第七章【消失】1

 朽葉の貸し本屋での勤めの二日目。昨日同様、昼少し前に私はその表戸を開ける。


 朽葉は左奥の書棚の前、漂うようにして其処にいた。私に気が付き、くるりと振り返ったその表情は、気のせいか少々、難しい様相をていしているように見えた。灰色の彼も朽葉も、あまり目に見える程の表情変化が無いので分かりづらいのだが、その時の私の目には、戸惑いと苦悩を溶け込ませた色を一滴だけ表面に滲ませたような、そんな表情に見えたのだ。


「何事か、あったのか」


 私の問い掛けに朽葉は首を横に振った。


「いや、何でも無いよ。今日も昨日と同じ感じで、よろしく頼むよ。僕は奥にいるから、何か困ればいつでも言って。あと、お茶を淹れておいたから良かったら飲んで。それじゃあね」


 私が茶の礼を言うよりも早く、朽葉はふいと奥の間に飛んで行ってしまった。何処か彼にしては性急な気がする。やはり、何かあったのだろうか。


 私は朽葉の飛び去った奥の間から、先程、彼が浮遊していた辺りへと視線を移す。その書棚の前に立ってみると、一箇所、本と本の間が不自然に空いている。其処で私は思い当たる。昨日、確か少女はこの書棚から本を借りて行ったということを。貸しても問題は無かったと朽葉は言っていたが、何か思う所でもあったのだろうか。


 もしも、私を気遣ってそういう風に述べたのならば申し訳無いことをした。そういえば、本の貸し出し期間というものは何日間に当たるのだろうか。いつ頃、あの少女は返しに来るのだろう。

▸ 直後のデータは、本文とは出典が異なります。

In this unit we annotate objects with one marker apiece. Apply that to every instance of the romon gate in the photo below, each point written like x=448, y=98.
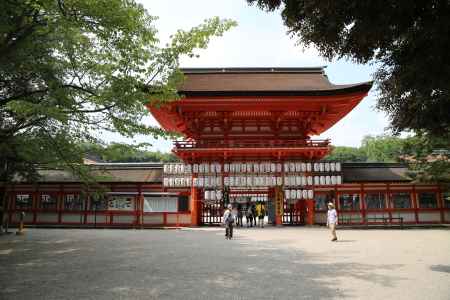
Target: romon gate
x=248, y=139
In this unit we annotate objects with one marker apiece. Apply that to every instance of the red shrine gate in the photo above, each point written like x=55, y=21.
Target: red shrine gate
x=248, y=131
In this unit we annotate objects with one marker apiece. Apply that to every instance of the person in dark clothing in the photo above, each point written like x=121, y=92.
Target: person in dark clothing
x=240, y=215
x=228, y=220
x=249, y=216
x=254, y=214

 私は受付台に座り、朽葉が淹れてくれたという緑茶を飲みながら考えた。しかし、仮にも此処で働く者が本の貸し出し期間すら把握していないということはいささか問題なような気がした。規程などを綴った帳面などは無いのだろうか。


 勝手に開けて良いものかどうか少し気後れしながらも、私は右手前の引き出しを開けてみる。きしきしと古い音をさせつつ開かれた其処には、藁半紙わらばんしの束がぎっしりと詰まっているだけであった。引き出しを閉める。また、同様の音がした。


 引き出しをちょうど閉め終わった時、控えめに貸し本屋の表戸が開かれる。僅かの間を置いて入って来た者は昨日の少女――春野華であった。身に着けているものは昨日とは違う着物のようだが、色合いはとても良く似ており、やはり深く静かな沼を思わせる。彼女はその手に、一冊の本を携えていた。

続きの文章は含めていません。